When batched, the group header exposes shared Context, Model, Temp, Tools, and System chips that override each member's individual settings. The Regenerate card treats the batch as one unit. Use batching to save tokens and keep outputs consistent when fields share context.

Verifying it worked

  • Open a task and confirm the field has a value (or a Generate button for on-demand fields).
  • In Data Explorer, expand the LLM details panel on the field for prompt, response, model, tokens, cost, and tool calls. For pipeline-wide aggregates use the LLM Analytics tab. See LLM Logs.
  • In the Form Builder, check Prompt, Model, Temp, and context summary chips on the field. The node's Preview tab (Property Inspector) resolves template variables to current values without calling the LLM.

Common mistakes

  • System prompt is additive, not a replacement. The platform default is always sent first.
  • Plain {{foo}} text doesn't resolve. In template mode, insert chips via the picker.
  • On-demand fields don't run automatically. Any same-node human-input reference makes the field on-demand.
  • Contributors can't edit generated values. Add a separate human-input field, or rely on regeneration.
  • Hard-coded field-level models drift from node defaults. Prefer node-level defaults; override per field only when needed.
  • Library prompts reused across workflows need chips re-inserted — chips are workflow-bound.
  • Low Max retries can strand contributors mid-iteration.
  • Batch LLM fields toggle is hidden for groups with fewer than two LLM fields.

Example

Auto-summarize a support ticket in a subtask node:

  1. Add a Long Text field Summary, set Data Source → LLM.
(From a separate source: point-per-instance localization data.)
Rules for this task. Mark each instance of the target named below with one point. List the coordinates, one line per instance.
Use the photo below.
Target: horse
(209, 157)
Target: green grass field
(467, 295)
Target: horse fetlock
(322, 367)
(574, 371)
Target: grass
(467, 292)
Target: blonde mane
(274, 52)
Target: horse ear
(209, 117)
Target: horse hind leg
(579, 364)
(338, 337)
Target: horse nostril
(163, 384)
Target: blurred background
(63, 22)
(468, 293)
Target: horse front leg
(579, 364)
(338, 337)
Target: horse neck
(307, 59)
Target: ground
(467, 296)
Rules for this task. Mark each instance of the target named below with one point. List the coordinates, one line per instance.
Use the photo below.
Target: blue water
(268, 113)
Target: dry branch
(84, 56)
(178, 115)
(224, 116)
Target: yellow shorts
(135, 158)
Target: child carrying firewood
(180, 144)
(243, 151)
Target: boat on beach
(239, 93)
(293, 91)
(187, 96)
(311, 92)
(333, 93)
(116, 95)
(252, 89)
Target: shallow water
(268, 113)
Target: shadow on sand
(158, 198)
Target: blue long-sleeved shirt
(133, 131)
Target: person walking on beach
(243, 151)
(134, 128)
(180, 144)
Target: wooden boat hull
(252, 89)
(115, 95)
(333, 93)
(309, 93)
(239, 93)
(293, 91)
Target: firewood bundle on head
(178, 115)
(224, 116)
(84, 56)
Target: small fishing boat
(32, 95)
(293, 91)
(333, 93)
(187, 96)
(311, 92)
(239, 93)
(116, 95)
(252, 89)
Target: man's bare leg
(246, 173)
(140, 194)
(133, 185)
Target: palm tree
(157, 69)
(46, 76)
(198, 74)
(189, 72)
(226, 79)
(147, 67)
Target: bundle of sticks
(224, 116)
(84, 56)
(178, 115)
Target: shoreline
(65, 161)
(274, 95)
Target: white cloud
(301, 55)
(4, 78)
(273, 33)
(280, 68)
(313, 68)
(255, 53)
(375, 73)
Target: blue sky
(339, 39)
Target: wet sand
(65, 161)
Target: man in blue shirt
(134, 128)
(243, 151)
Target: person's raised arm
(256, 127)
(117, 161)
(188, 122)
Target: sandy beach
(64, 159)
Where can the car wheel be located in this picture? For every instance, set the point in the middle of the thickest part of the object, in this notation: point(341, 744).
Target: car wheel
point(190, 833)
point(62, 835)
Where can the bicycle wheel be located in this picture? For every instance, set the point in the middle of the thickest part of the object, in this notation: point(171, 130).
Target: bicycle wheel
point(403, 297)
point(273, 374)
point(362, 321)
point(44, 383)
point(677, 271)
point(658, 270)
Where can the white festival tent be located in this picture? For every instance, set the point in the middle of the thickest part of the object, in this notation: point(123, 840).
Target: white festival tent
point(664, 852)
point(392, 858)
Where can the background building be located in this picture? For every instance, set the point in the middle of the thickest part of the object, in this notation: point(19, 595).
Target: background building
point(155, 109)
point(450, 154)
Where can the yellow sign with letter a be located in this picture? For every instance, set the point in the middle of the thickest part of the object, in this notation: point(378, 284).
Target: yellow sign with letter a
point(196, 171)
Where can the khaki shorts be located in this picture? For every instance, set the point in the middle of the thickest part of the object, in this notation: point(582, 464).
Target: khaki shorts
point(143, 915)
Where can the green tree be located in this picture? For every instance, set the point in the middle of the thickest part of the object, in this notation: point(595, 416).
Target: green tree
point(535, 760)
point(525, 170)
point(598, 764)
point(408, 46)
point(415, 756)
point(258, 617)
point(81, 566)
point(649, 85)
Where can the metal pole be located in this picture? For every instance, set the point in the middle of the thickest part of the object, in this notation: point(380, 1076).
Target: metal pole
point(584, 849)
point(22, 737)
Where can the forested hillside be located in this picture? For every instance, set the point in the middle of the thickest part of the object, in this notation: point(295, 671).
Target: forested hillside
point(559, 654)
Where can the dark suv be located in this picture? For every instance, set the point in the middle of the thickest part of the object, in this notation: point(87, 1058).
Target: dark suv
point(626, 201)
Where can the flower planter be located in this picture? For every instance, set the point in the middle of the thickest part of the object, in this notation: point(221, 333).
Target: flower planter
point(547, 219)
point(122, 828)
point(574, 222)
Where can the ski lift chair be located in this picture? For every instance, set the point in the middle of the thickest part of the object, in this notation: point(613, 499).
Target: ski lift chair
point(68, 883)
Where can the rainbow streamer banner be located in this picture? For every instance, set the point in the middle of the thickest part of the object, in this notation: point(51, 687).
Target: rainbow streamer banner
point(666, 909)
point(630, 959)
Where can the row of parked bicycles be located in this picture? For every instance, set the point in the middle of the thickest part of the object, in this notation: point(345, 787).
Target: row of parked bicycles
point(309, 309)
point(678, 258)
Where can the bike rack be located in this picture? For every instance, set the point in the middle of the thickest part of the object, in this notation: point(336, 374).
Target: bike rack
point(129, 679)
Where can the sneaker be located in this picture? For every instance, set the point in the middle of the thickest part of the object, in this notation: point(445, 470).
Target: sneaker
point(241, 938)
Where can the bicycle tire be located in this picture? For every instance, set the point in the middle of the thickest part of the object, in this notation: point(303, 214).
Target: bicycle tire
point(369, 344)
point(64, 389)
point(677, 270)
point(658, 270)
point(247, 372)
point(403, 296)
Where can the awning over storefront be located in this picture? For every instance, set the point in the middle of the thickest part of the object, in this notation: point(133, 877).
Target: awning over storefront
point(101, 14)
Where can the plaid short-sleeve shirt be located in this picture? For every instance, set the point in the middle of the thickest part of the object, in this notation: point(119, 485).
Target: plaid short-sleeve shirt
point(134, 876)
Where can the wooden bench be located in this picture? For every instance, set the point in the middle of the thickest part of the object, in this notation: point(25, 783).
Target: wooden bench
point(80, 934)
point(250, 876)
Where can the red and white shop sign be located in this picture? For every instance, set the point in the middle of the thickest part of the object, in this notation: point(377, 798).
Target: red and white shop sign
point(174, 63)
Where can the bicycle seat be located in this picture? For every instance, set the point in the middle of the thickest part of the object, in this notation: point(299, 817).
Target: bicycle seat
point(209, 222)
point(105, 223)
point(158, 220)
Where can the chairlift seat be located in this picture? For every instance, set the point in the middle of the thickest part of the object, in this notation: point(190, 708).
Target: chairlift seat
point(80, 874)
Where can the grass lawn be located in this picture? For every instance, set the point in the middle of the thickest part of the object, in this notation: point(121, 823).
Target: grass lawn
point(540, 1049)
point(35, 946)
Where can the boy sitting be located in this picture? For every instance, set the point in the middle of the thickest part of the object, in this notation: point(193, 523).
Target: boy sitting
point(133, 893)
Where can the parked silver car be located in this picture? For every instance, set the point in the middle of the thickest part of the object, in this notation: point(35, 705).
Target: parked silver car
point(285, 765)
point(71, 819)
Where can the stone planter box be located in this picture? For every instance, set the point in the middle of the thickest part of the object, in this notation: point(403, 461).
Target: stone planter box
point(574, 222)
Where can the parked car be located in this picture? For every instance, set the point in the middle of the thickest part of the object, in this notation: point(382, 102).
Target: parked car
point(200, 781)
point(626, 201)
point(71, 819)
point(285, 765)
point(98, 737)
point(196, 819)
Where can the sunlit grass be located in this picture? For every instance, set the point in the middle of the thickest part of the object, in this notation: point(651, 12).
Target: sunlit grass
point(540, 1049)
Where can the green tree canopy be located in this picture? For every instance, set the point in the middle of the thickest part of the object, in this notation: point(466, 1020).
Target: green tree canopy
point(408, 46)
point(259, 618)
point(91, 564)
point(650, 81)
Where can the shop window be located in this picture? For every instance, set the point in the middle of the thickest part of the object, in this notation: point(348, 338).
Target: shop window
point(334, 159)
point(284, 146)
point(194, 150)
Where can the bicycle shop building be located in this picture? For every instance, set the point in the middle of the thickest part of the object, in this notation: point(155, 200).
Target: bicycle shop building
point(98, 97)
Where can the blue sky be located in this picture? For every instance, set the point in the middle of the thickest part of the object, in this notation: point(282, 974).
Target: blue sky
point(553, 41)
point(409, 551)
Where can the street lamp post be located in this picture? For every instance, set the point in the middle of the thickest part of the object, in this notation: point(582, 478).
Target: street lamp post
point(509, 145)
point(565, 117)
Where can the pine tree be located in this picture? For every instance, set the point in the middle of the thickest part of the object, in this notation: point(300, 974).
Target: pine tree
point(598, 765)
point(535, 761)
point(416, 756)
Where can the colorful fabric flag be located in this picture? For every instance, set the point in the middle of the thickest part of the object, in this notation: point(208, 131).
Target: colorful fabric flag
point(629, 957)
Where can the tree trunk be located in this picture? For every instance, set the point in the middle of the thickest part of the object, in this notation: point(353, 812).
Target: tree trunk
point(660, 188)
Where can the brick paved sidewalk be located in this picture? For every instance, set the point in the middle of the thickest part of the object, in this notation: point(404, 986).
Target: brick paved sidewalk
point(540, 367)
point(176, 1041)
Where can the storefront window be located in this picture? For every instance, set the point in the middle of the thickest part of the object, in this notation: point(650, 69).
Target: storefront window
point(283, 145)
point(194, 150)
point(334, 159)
  2. Prompt → Use custom prompt, template mode on, insert the ticket_body upstream chip:

    Summarize the following support ticket in 2–3 sentences. Highlight the user's core problem and any errors they mention.
    
    Ticket:
    [ticket_body chip]
  3. Leave Model as Node; set the node model in LLM Generation Settings.

  4. Trigger is derived as On activation (prompt only references an upstream field), so the summary is ready when the contributor opens the task.

  5. Enable Allow regeneration with Max retries = 2 on the node.